By implementing CCG’s recommendations, in a six-month period Arhaus realized year-over-year energy savings of nearly $225,000 due to a 60 percent reduction in consumption, as well as annual savings of $50,000 in lamp costs from minimizing the number of replacement products needed and the increased longevity of LED lamps. Arhaus also experienced more than $19,000 in decreased labor costs, since LED lamps have a longer lifespan and don’t need to be changed as often.
What’s more, since LED lamps decrease the overall temperature in the showroom, less energy is needed to cool facilities. Arhaus was also able to reconfigure each new showroom to use fewer fixtures. The retailer determined it could decrease the total number of fixtures in a typical store (averaging 20,000 sq. ft.) by 15 percent, reducing future fixture investment costs and energy consumption.

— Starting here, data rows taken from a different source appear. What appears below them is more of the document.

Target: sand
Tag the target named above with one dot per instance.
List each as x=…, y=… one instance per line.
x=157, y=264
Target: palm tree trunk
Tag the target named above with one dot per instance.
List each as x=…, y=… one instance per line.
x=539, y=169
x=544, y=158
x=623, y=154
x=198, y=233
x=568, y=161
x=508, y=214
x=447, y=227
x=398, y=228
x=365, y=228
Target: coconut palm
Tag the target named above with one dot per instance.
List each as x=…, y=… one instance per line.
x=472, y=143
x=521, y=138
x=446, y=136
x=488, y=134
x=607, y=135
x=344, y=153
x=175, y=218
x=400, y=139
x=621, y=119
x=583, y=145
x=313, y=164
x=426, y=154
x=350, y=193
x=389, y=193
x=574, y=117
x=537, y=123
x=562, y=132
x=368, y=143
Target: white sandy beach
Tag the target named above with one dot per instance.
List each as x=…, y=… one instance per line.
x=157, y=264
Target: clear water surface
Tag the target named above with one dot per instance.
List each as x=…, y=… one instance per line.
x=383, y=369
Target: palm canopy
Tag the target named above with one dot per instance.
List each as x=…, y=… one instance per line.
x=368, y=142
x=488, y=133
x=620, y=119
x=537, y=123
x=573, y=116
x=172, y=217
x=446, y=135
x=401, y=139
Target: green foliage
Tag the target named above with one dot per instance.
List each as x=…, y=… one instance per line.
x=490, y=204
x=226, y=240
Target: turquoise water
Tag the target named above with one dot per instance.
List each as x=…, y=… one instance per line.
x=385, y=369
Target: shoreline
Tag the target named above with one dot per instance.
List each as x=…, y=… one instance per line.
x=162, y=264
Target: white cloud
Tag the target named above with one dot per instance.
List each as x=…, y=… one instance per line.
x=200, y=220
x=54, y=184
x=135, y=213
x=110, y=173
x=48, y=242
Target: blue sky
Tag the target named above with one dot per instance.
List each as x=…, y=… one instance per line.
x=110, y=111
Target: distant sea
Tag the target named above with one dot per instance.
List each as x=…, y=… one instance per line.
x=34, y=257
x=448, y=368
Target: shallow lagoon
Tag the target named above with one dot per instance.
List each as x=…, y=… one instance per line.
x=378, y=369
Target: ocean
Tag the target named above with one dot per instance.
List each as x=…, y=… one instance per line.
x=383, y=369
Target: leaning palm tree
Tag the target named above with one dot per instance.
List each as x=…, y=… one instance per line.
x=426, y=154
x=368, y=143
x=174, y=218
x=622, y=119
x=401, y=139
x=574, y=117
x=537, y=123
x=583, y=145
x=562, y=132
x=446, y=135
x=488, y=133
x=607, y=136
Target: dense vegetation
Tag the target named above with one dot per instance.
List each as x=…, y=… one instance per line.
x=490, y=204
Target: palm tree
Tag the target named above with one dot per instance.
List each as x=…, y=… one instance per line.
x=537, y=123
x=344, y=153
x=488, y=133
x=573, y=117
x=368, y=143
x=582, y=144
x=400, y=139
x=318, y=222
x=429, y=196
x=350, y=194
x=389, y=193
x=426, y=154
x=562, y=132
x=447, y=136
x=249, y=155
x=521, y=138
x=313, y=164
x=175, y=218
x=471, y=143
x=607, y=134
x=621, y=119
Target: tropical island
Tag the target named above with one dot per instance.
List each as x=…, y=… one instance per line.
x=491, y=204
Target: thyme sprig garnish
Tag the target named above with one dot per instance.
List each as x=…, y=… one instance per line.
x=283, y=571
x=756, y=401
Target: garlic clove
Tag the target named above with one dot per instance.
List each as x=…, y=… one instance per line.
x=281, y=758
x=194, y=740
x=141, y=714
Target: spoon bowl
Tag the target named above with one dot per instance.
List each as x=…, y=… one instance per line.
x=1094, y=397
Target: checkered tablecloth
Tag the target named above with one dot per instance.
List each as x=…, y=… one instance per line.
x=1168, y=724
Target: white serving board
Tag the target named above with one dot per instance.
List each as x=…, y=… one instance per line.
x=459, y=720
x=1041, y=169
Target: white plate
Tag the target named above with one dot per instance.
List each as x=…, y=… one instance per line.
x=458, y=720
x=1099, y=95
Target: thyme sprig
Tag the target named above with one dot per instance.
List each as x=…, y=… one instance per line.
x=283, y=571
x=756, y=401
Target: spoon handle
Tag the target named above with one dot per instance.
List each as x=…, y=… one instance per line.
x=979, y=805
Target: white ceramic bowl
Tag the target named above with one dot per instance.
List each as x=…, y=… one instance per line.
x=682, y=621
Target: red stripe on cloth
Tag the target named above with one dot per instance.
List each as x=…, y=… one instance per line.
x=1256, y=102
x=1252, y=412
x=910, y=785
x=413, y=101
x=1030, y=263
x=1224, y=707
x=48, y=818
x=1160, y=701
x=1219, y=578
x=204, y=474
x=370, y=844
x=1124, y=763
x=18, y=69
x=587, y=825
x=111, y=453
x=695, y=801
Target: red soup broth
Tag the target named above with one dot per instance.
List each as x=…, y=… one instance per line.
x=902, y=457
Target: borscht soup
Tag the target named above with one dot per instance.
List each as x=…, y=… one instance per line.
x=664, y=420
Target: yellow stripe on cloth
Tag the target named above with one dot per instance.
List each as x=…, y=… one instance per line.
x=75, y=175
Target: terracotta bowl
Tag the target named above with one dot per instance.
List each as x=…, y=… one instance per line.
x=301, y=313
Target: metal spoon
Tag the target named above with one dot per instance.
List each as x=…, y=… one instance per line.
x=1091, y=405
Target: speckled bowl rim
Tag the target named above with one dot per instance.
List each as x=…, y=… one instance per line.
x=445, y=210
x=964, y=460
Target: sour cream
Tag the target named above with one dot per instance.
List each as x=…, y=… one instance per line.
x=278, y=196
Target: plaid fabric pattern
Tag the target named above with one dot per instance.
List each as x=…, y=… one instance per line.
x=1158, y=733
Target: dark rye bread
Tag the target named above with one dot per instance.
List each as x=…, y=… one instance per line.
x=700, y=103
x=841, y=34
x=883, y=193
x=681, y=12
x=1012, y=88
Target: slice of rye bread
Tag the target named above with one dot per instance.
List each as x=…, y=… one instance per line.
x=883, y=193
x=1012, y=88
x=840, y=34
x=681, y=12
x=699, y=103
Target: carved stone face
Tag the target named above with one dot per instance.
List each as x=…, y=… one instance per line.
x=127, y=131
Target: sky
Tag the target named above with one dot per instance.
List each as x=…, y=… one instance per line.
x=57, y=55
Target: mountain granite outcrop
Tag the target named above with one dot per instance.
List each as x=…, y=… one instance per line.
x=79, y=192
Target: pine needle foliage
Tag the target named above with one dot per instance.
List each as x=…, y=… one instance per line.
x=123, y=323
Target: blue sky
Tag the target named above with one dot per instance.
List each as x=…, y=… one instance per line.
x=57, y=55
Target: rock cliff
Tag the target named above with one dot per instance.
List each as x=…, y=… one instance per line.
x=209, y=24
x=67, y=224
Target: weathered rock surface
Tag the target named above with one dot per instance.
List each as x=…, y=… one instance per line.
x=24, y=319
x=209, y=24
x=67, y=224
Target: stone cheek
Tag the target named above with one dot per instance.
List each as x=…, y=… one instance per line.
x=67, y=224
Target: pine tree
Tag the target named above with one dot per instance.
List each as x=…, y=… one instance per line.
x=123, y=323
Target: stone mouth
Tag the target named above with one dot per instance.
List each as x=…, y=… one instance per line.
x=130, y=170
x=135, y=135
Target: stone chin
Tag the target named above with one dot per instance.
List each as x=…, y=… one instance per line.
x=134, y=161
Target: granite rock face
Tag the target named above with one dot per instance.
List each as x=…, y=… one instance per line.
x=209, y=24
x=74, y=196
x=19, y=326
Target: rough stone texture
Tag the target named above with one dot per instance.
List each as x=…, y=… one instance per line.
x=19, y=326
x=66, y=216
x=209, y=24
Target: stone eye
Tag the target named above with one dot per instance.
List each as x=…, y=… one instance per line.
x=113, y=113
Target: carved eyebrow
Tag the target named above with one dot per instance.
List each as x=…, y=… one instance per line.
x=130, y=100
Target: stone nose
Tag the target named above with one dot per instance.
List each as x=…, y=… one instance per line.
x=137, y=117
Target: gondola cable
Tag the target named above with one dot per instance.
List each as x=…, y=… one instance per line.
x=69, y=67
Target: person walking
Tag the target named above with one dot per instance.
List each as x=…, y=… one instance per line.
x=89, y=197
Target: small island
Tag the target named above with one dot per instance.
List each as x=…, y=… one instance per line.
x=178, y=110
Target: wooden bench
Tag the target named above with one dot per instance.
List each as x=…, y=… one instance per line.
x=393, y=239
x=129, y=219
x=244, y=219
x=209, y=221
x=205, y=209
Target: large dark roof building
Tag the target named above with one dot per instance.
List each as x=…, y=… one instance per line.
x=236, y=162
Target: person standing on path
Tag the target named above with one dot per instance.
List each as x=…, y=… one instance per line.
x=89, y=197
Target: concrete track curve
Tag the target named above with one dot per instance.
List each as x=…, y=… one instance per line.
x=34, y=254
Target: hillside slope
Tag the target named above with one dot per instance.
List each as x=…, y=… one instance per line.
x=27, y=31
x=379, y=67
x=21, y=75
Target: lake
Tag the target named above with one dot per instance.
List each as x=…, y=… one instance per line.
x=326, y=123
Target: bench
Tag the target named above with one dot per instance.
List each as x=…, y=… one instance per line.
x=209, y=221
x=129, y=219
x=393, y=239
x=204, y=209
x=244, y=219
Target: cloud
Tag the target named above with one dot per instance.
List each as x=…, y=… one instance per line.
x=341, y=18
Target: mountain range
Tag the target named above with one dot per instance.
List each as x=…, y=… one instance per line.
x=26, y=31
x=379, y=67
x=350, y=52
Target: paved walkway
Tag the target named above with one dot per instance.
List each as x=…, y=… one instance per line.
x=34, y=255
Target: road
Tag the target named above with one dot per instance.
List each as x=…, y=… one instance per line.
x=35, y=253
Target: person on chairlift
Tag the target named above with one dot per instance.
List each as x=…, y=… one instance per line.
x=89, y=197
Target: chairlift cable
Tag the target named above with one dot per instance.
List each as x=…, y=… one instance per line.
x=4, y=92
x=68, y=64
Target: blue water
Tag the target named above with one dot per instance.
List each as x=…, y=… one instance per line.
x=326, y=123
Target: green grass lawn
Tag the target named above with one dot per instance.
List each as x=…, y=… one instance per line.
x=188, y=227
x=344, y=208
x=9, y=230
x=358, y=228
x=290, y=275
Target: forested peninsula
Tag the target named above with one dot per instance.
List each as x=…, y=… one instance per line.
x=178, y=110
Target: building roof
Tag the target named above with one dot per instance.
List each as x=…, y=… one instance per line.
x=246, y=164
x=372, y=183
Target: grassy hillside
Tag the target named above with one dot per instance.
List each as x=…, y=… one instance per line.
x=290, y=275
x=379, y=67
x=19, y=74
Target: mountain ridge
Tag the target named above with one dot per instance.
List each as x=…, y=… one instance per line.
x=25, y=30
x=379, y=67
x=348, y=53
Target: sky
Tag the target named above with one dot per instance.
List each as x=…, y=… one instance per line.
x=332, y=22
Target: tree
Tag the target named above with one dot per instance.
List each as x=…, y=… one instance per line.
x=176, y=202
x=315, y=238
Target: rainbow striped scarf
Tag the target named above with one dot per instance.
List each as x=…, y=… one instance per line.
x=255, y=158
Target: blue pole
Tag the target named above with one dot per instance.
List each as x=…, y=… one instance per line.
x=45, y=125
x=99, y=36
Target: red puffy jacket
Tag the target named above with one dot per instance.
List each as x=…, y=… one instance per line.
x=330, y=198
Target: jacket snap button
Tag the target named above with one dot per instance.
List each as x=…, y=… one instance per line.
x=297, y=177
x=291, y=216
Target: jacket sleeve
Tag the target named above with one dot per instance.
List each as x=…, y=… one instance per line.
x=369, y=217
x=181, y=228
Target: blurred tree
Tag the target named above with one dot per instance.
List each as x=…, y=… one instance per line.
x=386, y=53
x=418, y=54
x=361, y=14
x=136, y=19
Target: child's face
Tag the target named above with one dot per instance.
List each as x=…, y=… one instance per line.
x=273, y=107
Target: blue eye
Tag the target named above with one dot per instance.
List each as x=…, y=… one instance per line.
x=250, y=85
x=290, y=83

Since initial development, CCG has deployed LED lighting throughout all Arhaus locations, Roddy says. CCG’s calculations indicated a total return on investment will be realized in about 18 months, saving an estimated $4 million in energy, maintenance and lamp costs over the five-year warranty period.
Poltorek notes that the stores still employ light sources like fluorescents on occupancy sensors in non-selling areas, but he hopes to change that soon. The upfront costs of LED are higher, he admits, but Arhaus saves money in the long term.
“We’re pushing for LED throughout, including stockrooms and exit lighting,” he says, with the goal of having all stores “completely LED equipped” by 2013.